As manchetes da época consideraram inaceitável que um Papa dissesse que o Islã é uma religião violenta. Alguns líderes islâmicos chegaram a exigir desculpas de Bento XVI. De nada adiantou o Papa, consternado, afirmar publicamente que se tratava apenas «de uma citação de um texto medieval, que não expressa[va] de modo algum» o seu «pensamento pessoal»; a mídia, implacável, sentenciou que o Papa não pedira desculpas e, portanto, os muçulmanos manteriam os protestos.
Isso tudo aconteceu em 2006. Não me lembro de outra polêmica análoga que se tenha passado de lá para cá; poder-se-ia, então, dizer que, aos olhos do mundo, os muçulmanos e o Ocidente estavam nas mais perfeitas paz e concórdia.
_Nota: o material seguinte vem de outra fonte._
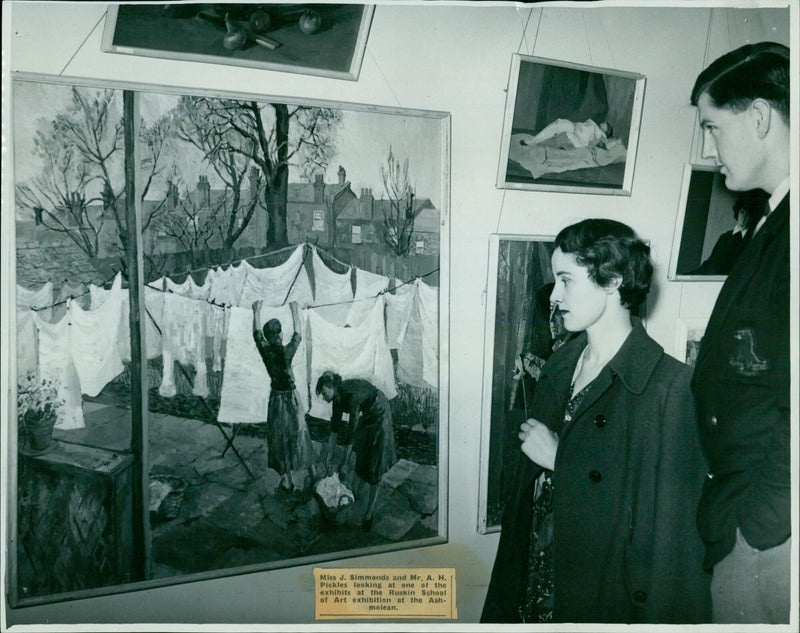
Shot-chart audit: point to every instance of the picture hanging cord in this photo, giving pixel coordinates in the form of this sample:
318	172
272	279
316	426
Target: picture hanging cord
525	31
500	216
694	151
80	46
532	52
385	80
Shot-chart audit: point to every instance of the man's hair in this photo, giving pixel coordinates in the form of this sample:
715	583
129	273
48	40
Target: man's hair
753	71
272	329
610	249
328	379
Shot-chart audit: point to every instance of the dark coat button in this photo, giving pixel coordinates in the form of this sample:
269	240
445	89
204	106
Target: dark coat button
600	420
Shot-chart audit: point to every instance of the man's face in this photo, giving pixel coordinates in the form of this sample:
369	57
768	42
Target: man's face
731	139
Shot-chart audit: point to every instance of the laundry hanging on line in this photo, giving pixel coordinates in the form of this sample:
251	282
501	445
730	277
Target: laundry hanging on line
418	354
369	286
281	284
55	363
245	381
333	291
351	352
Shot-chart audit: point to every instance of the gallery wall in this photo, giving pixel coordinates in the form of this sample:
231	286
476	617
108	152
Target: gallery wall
455	59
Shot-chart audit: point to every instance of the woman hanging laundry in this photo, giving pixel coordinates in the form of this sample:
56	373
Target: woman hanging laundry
288	442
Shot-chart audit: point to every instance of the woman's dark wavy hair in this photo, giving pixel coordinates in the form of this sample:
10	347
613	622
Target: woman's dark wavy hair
610	249
328	379
753	71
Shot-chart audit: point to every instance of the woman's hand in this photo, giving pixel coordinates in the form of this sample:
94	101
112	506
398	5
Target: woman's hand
539	443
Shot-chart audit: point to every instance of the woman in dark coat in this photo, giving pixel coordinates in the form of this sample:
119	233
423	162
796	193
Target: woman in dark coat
288	441
600	526
369	431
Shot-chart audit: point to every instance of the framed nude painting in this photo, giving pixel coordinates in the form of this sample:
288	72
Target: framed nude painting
570	127
155	241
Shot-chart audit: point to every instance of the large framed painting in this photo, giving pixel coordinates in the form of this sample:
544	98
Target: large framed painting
570	127
521	332
225	355
713	225
313	39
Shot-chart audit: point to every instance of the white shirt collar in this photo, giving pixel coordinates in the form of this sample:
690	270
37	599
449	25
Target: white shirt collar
774	200
780	192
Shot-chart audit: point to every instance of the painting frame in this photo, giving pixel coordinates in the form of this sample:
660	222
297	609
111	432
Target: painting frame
704	225
540	93
439	519
278	56
688	335
499	446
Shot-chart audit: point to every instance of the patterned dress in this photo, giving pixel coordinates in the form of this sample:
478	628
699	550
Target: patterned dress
537	602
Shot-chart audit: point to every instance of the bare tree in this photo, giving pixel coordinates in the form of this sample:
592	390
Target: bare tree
80	186
188	219
272	136
398	217
228	153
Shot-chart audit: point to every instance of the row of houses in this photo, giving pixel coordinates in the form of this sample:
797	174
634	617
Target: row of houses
329	214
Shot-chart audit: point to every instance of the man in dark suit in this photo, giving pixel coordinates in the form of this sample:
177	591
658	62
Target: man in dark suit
742	376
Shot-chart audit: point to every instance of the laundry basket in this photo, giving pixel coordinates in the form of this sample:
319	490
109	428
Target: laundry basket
333	497
166	496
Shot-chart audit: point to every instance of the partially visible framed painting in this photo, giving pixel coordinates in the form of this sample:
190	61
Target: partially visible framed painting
713	225
313	39
570	127
521	332
687	339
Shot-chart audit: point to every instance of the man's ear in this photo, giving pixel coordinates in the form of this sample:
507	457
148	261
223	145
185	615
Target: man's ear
761	111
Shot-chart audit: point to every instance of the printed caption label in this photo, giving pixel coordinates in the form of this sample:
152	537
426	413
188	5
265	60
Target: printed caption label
381	592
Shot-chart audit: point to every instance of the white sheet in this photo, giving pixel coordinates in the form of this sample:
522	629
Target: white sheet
245	381
352	352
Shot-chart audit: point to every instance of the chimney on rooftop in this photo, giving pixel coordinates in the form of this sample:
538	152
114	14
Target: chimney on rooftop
366	202
204	188
254	178
319	187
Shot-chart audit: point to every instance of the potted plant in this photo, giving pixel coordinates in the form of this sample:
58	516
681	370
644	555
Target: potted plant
38	405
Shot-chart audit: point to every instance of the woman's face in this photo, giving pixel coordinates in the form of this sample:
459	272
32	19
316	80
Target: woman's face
580	300
327	393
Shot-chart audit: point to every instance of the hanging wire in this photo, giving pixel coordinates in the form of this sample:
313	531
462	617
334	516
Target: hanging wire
385	80
525	30
502	206
605	37
80	46
586	35
694	150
Esta era, no entanto, a «tranquilidade enganadora das trevas»! Há poucas semanas, o mundo inteiro assistiu, perplexo, à chacina provocada em Paris. E agora todos já voltam a falar em Islã e violência; e já há, novamente, os que querem retornar ao «silêncio cúmplice» que tem perpetuado os desentendimentos dos últimos séculos e agravado os das últimas décadas. Porque a concordância do mundo – onde cada um é instado à atitude solipsista de encerrar as suas próprias convicções no seu mundo interior – não é e nem pode ser verdadeira concórdia entre os homens. Sufocar a discussão aos gritos de “respeito!”, “respeito!” simplesmente não resolve o problema, como a experiência recente tem mostrado.
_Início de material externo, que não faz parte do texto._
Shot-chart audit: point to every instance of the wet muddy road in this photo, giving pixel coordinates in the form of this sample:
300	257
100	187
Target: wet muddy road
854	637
«Cada homem e cada povo têm fome e sede de paz», disse o Papa Francisco no já referido discurso: a estratégia de esconder as discórdias, portanto, não pode jamais lograr êxito, posto que não consegue responder verdadeiramente a este anseio natural do homem por paz. Para alcançá-la é por vezes preciso estar disposto à guerra, diziam-nos os antigos; do mesmo modo, para construir a concórdia e a harmonia, é geralmente necessário estar aberto à discussão – e, nisso, parece que temos falhado miseravelmente.